Il faut parfois relativiser. Wingen-sur-Moder, sympathique mais néanmoins petite bourgade de 1600 habitants, n’a pas forcément les attraits types du haut lieu touristique. Et dans cette Alsace Bossue si verdoyante, on imagine mal un véritable encrage industriel. Erreur. Double erreur même. Depuis (presque) cent ans, on fabrique ici les plus beaux objets en verre du monde – ou pas loin. Avec ses 10 000 visiteurs chaque été, le Musée Lalique a réussi à imposer le détour dans les voyages touristiques. Y compris en période post-confinement. « Finalement, c’est une chance d’être à la campagne », avance Véronique Brumm, la directrice du musée. « Les gens ont pu venir en balade, profiter de la verdure environnante. En revanche, cette rentrée est plus compliquée. On perd 25% par rapport à l’an passé parce qu’on ne peut plus accueillir les groupes, scolaires ou seniors. »
250 personnes perpétuent le savoir-faire
Comme beaucoup d’autres établissements, Lalique fait le dos rond et regarde un peu autour. « On a eu peu de directives au départ. Il y a beaucoup de concertation avec les autres musées, pour voir comment chacun procède. On a surtout réfléchi à optimiser les parcours de visite pour éviter le croisement. » Rouvert depuis le 25 mai, le Musée Lalique a tout mis en place pour une approche sanitaire irréprochable. Véronique Brumm fait aussi preuve de philosophie, en estimant que « se laver les mains plus souvent, ce n’est pas un mal ».
Si René Lalique a laissé un nom, un héritage et un savoir-faire, si le Musée porte le patronyme, le groupe Lalique n’est plus aux mains de la famille depuis les années 1990, après avoir été vendu à un groupe suisse. Mais ce musée « reste celui d’une entreprise vivante », martèle Véronique Brumm. « Près de 250 personnes perpétuent ce savoir-faire sur le seul lieu de fabrication au monde de Lalique, ici, sur ce lieu choisi par René Lalique pour construire son usine. » Une usine à l’époque révolutionnaire.

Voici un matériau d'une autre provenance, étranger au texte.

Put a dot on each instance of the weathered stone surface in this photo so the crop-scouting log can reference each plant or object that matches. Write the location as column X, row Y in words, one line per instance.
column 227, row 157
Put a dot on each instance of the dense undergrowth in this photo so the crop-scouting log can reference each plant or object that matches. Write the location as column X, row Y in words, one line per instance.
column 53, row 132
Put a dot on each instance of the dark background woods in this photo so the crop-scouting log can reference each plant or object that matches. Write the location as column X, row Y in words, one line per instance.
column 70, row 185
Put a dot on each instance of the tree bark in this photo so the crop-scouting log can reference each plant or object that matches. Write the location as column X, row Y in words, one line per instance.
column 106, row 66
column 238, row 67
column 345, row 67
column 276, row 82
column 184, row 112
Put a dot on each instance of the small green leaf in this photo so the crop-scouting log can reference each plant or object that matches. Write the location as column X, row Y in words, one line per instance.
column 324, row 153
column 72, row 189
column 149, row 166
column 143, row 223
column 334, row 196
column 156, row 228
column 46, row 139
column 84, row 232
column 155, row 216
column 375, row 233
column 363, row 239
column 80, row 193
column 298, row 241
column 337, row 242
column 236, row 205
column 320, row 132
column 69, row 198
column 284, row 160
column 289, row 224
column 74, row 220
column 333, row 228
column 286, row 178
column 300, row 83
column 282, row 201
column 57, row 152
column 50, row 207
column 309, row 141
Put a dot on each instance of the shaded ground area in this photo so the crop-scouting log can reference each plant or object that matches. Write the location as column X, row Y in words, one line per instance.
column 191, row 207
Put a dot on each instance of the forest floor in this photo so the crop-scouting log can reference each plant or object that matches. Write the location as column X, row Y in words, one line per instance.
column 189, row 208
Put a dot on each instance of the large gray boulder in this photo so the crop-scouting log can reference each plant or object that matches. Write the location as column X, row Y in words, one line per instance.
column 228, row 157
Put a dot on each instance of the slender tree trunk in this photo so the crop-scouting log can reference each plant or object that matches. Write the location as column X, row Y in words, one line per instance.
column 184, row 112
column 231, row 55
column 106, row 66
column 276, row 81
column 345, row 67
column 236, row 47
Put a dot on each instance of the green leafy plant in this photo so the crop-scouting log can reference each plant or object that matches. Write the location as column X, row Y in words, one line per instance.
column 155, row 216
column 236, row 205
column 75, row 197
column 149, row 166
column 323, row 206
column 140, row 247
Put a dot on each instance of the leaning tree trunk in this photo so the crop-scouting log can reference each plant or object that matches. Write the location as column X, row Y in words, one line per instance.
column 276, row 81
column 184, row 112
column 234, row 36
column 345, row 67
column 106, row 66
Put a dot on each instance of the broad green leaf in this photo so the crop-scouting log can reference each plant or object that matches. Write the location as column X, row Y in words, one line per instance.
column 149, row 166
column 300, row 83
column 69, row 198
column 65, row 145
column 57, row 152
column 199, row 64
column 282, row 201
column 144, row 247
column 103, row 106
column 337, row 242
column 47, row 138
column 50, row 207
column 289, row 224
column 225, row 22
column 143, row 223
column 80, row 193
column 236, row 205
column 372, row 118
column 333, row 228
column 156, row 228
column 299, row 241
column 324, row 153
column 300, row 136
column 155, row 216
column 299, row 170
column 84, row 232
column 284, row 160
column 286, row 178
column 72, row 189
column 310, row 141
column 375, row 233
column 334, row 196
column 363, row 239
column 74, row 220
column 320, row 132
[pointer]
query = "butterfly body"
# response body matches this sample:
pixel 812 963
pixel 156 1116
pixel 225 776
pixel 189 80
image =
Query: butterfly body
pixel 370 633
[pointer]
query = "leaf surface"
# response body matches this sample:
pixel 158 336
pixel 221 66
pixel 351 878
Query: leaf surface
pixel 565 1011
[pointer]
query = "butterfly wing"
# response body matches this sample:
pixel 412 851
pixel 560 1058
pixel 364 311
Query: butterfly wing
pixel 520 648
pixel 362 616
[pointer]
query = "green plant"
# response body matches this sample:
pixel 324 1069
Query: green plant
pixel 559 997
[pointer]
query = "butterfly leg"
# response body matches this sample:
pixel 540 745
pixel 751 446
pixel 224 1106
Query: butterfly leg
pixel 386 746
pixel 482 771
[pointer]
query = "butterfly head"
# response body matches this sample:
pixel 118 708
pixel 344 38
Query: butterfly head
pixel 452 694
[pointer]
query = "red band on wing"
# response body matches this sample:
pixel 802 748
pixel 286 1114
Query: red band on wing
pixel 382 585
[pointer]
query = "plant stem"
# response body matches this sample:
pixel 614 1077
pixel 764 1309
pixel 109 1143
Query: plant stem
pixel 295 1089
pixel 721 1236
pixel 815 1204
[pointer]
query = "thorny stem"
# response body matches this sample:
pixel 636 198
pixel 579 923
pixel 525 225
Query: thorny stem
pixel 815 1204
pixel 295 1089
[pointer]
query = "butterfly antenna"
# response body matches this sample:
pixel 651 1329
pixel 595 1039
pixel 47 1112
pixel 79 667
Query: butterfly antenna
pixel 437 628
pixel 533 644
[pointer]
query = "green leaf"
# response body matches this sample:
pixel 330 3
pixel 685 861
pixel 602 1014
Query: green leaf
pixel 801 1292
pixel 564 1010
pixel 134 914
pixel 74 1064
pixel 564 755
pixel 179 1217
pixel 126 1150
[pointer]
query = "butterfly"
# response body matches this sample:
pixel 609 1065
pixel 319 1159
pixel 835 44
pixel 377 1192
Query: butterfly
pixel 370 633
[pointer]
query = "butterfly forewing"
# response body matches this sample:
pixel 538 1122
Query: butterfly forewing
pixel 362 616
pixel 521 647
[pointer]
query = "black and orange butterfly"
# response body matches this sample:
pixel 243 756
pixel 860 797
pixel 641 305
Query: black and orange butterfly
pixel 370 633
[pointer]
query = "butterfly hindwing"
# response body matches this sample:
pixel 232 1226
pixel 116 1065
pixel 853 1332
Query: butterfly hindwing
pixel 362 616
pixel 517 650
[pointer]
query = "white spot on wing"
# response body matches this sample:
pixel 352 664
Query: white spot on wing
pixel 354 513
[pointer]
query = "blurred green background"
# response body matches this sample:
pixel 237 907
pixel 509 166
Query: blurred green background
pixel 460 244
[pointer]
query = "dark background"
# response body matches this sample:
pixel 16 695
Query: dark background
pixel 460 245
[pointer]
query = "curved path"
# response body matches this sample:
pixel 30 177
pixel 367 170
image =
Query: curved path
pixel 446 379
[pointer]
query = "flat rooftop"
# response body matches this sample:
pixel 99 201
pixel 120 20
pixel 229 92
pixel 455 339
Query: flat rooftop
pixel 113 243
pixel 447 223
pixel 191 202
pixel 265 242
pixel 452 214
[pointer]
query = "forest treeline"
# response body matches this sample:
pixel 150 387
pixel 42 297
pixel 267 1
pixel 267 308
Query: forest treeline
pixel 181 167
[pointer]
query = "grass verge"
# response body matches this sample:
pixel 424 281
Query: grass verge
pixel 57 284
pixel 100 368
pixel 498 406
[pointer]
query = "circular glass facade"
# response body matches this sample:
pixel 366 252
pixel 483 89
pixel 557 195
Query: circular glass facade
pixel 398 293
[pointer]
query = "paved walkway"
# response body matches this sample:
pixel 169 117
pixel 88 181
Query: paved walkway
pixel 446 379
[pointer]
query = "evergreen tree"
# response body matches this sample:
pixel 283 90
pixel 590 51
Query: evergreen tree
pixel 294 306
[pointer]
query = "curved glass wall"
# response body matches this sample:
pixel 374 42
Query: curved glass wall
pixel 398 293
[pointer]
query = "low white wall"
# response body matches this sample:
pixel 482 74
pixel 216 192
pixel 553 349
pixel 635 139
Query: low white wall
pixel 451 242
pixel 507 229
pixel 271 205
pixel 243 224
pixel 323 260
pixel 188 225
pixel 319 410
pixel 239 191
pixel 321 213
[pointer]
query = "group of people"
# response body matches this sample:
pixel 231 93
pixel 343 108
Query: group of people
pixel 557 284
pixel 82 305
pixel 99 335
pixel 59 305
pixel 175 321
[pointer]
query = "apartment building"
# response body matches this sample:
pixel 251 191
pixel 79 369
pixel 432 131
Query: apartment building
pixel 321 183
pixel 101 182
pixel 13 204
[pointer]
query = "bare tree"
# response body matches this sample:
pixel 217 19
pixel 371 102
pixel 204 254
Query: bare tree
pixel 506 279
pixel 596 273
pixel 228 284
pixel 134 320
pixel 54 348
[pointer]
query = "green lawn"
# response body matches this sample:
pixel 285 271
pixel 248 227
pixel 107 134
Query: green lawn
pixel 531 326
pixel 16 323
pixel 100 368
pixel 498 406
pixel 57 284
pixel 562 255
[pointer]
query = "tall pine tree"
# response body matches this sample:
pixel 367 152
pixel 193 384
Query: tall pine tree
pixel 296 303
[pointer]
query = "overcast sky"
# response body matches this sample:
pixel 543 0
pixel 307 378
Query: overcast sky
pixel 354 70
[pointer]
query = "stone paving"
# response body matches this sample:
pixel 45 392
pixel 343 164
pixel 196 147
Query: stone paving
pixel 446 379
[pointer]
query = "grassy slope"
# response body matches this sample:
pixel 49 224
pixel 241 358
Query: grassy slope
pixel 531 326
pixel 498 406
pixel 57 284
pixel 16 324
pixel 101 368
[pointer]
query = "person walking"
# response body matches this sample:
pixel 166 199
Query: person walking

« Ça fascine tous les âges »
Quand on pousse les portes, on arrive avec – peut-être – une image un peu à l’ancienne. Le verre, le cristal, est-ce bien moderne ? « Ça fascine tous les âges », affirme la directrice du musée. « On a aussi l’image d’un musée qui ne serait pas pour les enfants, à cause de la fragilité du verre, mais c’est un public qui nous tient à cœur. Notre rôle, c’est de faire découvrir l’Histoire de l’art, et on prévoit plein d’ateliers pour les enfants. »
Ici, à Wingen, on est fier. Ça n’a pas toujours été le cas en revanche. « Je suis une enfant de Wingen-sur-Moder. J’ai 45 ans et quand j’étais petite j’entendais des parents dire : si tu ne travailles pas bien à l’école, t’iras chez Lalique ! Mais depuis dix, quinze ans, ce regard évolue. Une fierté se développe en Alsace du Nord. »
Reste à convaincre les gens de la Ville. Les Strasbourgeois, c’est vrai, ont plus tendance à regarder vers Colmar que vers Haguenau ou Wissembourg. Et pourtant, « quand ils viennent une fois, ils reviennent ! Il y a des balades à vélo, à pied, plein de choses à découvrir. » Le plus beau à découvrir reste ce travail incroyable, de l’une des plus belles maisons du monde. Le Nord-est de la France, avec Wingen-sur-Moder, Meisenthal, Saint-Louis et même Baccarat est encore le berceau d’un certain luxe à la Française : les arts de la table. Si chez nous, on le croit en déclin, il se porte très bien dans les grandes métropoles du monde. Il est temps qu’on s’en rende compte. Et qu’on en soit fiers.
Wingen-sur-Moder, berceau du luxe verrier
Si René Lalique, né à Ay, dans la Marne, développe son art et sa créativité auprès des grands créateurs parisiens, c’est en Alsace, à Wingen-sur-Moder qu’il va imaginer l’usine du futur, celle qui lui permettra de fabriquer en grande série, en conservant un savoir-faire d’artisan. C’est ici qu’il déposera de très nombreux brevets et partira à la conquête du monde. Les objets Lalique, encore fabriqués aujourd’hui à Wingen-sur-Moder, terminent chez de riches acheteurs d’Asie, des États-Unis ou du Moyen-Orient.